| 00:00 Uhr

Charles und Camilla vor Jubiläum

London. Prinz Charles und Camilla feiern bald ihren zehnten Hochzeitstag. Ab heute besuchen sie, wie vor zehn Jahren, die USA. Die Herzogin von Cornwall wird mittlerweile von den Briten akzeptiert. Ob sie einmal Königin werden wird, ist aber offen. Katrin Pribyl

Es gab Zeiten, in denen Prinz Charles seine Liebe für Camilla verheimlichen musste. Es gelang ihm kaum. Obwohl er nie Liebesbekundungen äußerte oder in Interviews über die andere Frau sprach, wurden etwa Abschriften schlüpfriger Telefonate veröffentlicht. Sie war die Nebenbuhlerin, mit der der Thronfolger Prinzessin Diana jahrelang betrog und die wie kaum eine andere polarisierte. Auch deshalb trat das Paar erst zwei Jahre nach Dianas Tod zum ersten Mal gemeinsam in der Öffentlichkeit auf. Am 9. April 2005 heirateten sie, und die früher als "Rottweiler" verspottete Camilla wurde zur Herzogin von Cornwall . Jetzt, Tage vor dem zehnten Hochzeitstag, reisen sie in die USA - genauso wie damals kurz nach der Trauung, als sie die erste offizielle Auslandsreise ebenfalls über den großen Teich führte.

Mittlerweile darf der älteste Sohn von Königin Elizabeth II offen über seine Bewunderung und Zuneigung zu der 67-Jährigen sprechen. Er tut das nicht häufig. Aber vor dem Abflug nach Washington nutzte er die Gelegenheit. Er sei sehr stolz auf seine Frau, sagte er gegenüber dem TV-Sender CNN . Es sei "großartig", wie Camilla die Herausforderungen angenommen habe, ihre öffentliche Rolle zu definieren. Sie sei eine ungeheure Unterstützung, sagte der 66-Jährige. Aus Kreisen, die dem Prince of Wales nahestehen, heißt es immer wieder, dass sie stets seine Laune aufhelle. Charles habe sich gewandelt seit der Heirat mit ihr.

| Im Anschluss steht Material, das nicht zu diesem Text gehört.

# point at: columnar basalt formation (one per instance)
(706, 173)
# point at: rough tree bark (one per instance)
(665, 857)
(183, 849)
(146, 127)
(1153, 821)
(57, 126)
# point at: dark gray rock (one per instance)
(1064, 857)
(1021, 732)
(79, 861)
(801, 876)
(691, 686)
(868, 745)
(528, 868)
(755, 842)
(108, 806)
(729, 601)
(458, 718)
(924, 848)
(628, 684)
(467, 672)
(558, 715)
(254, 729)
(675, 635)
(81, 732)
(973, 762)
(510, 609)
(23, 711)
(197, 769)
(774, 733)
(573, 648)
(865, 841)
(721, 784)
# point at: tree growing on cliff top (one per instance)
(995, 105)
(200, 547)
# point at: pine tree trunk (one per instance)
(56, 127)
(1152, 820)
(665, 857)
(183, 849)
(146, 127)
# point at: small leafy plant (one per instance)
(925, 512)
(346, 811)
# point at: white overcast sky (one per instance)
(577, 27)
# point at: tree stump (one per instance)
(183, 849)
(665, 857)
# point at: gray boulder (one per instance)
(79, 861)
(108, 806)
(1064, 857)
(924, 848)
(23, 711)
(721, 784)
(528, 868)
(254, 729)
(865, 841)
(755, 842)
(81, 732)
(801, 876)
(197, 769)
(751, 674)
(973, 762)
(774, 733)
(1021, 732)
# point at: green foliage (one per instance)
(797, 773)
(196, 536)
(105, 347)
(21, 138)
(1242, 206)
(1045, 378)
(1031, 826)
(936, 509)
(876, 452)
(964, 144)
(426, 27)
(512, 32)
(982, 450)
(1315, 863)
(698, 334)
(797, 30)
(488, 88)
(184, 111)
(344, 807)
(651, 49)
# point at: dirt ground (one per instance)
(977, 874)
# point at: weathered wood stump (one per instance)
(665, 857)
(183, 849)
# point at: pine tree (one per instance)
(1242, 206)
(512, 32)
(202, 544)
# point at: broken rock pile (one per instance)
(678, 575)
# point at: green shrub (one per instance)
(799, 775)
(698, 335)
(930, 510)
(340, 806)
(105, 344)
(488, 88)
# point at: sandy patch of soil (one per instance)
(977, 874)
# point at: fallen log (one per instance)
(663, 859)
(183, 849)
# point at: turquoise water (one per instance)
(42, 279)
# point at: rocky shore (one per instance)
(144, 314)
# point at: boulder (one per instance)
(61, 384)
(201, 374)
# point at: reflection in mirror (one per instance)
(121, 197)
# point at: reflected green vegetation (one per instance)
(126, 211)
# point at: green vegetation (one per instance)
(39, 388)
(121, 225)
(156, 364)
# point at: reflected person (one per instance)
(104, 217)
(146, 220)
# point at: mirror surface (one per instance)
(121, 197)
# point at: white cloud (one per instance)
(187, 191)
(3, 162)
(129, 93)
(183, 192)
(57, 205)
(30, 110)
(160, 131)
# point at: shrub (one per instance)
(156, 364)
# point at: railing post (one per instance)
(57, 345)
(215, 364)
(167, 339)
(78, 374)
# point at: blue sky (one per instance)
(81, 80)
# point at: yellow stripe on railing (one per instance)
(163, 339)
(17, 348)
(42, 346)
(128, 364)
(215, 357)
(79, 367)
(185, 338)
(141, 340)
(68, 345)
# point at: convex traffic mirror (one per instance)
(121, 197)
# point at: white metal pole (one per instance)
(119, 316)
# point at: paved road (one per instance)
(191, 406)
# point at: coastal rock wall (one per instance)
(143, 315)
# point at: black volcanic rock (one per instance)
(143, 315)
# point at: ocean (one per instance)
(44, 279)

Da kommt es wenig überraschend, dass sie laut Beobachtern bei Terminen meistens mit am Tisch sitzt. Sie teilt beispielsweise das Interesse des Biobauern für Umweltschutz. Auch während des Besuchs in den USA soll Charles' Herzensangelegenheit Thema sein, obwohl das Paar vor allem mit dem Ziel unterwegs ist, die diplomatischen Beziehungen zu pflegen. Morgen trifft der "Grüne Prinz" Vertreter von Unternehmen, Umweltorganisationen und der Regierung, um über das Problem des Plastikmülls in den Weltmeeren zu sprechen. Camilla wird an seiner Seite sein. Genauso an jenem Tag, an dem Charles den Thron besteigen wird. Um die Öffentlichkeit zu beruhigen, hieß es bei der Hochzeit der beiden, Camilla werde dann nicht Königin, sondern lediglich "Princess Consort", also Prinzessingemahlin, werden.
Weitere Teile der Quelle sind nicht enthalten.